The Transformer has dominated sequence modeling for years, but its quadratic attention cost has always been a limitation. State Space Models (SSMs) offer a fundamentally different approach: processing sequences in linear time using principles from continuous-time signal processing. Mamba, the most successful SSM to date, has shown that these models can match Transformer quality on language tasks while being significantly faster for long sequences. Could SSMs be the architecture that eventually supplements or replaces the Transformer?
What Are State Space Models?
State space models are inspired by control theory and signal processing. They model a sequence by mapping inputs to outputs through a hidden state that evolves over time according to a set of learned parameters. The key equations are:
h'(t) = Ah(t) + Bx(t)
y(t) = Ch(t) + Dx(t)
Where h(t) is the hidden state, x(t) is the input, y(t) is the output, and A, B, C, D are learned matrices. The state evolves continuously, but for practical computation, these equations are discretized to work with discrete token sequences.
The remarkable property of SSMs is that they can be computed in two modes:
- Recurrent mode: Processing one token at a time by updating the hidden state, ideal for efficient inference.
- Convolutional mode: Processing the entire sequence in parallel using a convolution, ideal for efficient training.
This dual mode gives SSMs the best of both worlds: parallel training like Transformers and constant-time per-step inference like RNNs.
"State space models represent a return to recurrent computation, but with the mathematical sophistication to overcome the problems that plagued traditional RNNs."
The Evolution: From S4 to Mamba
S4: Structured State Spaces
The S4 model by Albert Gu et al. (2021) was the breakthrough that made SSMs competitive. The key innovation was a special initialization for the A matrix (the HiPPO initialization) that allowed the model to efficiently compress long-range dependencies into a fixed-size state. S4 excelled on tasks requiring very long-range reasoning, like the Long Range Arena benchmark, where Transformers struggled.
Mamba: Selective State Spaces
Mamba, introduced by Gu and Dao in late 2023, addressed S4's main limitation: the state transition parameters were the same for all inputs. Mamba introduced input-dependent (selective) parameters, allowing the model to dynamically decide what information to remember and what to forget based on the current input. This selectivity is analogous to the gating in LSTMs but applied within the SSM framework.
The key innovations in Mamba include:
- Selective scan: The B, C, and delta parameters are functions of the input, allowing content-dependent reasoning.
- Hardware-aware implementation: A custom CUDA kernel that avoids materializing the full state in HBM, similar in spirit to Flash Attention.
- Simplified architecture: Removing the attention and MLP blocks entirely, replacing them with a single Mamba block that combines selective SSM with gated linear units.
Key Takeaway
Mamba's selective state spaces allow the model to dynamically decide what to remember from the input, giving it content-dependent reasoning ability similar to attention but with linear time complexity instead of quadratic.

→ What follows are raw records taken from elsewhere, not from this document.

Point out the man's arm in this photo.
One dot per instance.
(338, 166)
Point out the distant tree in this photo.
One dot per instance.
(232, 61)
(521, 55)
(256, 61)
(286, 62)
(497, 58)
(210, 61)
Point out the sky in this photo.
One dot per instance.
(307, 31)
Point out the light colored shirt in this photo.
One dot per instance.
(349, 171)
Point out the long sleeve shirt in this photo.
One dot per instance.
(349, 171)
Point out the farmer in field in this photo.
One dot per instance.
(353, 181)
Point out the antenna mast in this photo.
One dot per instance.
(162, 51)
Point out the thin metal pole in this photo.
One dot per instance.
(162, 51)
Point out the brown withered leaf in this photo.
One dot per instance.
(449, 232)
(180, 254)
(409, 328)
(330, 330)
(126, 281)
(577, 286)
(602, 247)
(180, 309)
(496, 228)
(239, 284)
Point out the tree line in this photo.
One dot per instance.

Mamba vs Transformers: Performance Comparison
Mamba has shown compelling results across several dimensions:
- Language modeling: Mamba matches or exceeds Transformer models of the same size on standard language modeling benchmarks.
- Long sequences: Mamba's linear complexity gives it a significant advantage on very long sequences where Transformers become prohibitively expensive.
- Inference speed: Mamba's recurrent inference mode processes tokens in constant time per step, compared to the growing cost per token in Transformers (due to the expanding KV cache).
- Training throughput: Mamba achieves 3-5x higher training throughput than Transformers of comparable size.
However, Transformers maintain advantages in certain areas. The attention mechanism's ability to perform direct pairwise comparisons between any two tokens gives it an edge on tasks requiring precise retrieval from context (like in-context learning and information extraction). Mamba's fixed-size state, while much more efficient, may not preserve all information from very long contexts as faithfully as attention.
Hybrid Architectures
The most promising direction may be hybrid models that combine SSM layers with attention layers. AI21's Jamba model demonstrated this approach, interleaving Mamba layers with attention layers. The attention layers provide precise retrieval capability while the Mamba layers handle the bulk of sequence processing efficiently.
This hybrid approach offers the best of both worlds: the efficiency of SSMs for most of the computation with the precision of attention where it matters most. Other hybrid approaches like Zamba and various research prototypes are exploring different ratios and combinations of SSM and attention layers.
The Broader Landscape
Mamba is not the only alternative to standard attention. Several other architectures are competing in this space:
- RWKV: An architecture that combines elements of RNNs and Transformers, offering linear-time computation with competitive quality.
- Linear attention: Variants that approximate standard attention with linear complexity using kernel methods.
- RetNet: Microsoft's architecture that can operate in parallel (training), recurrent (inference), or chunked modes.
Key Takeaway
State space models represent the most credible challenge to Transformer dominance. Mamba's combination of linear-time complexity, competitive quality, and hardware-aware implementation makes it a serious contender. The future likely belongs to hybrid architectures that combine the strengths of both approaches.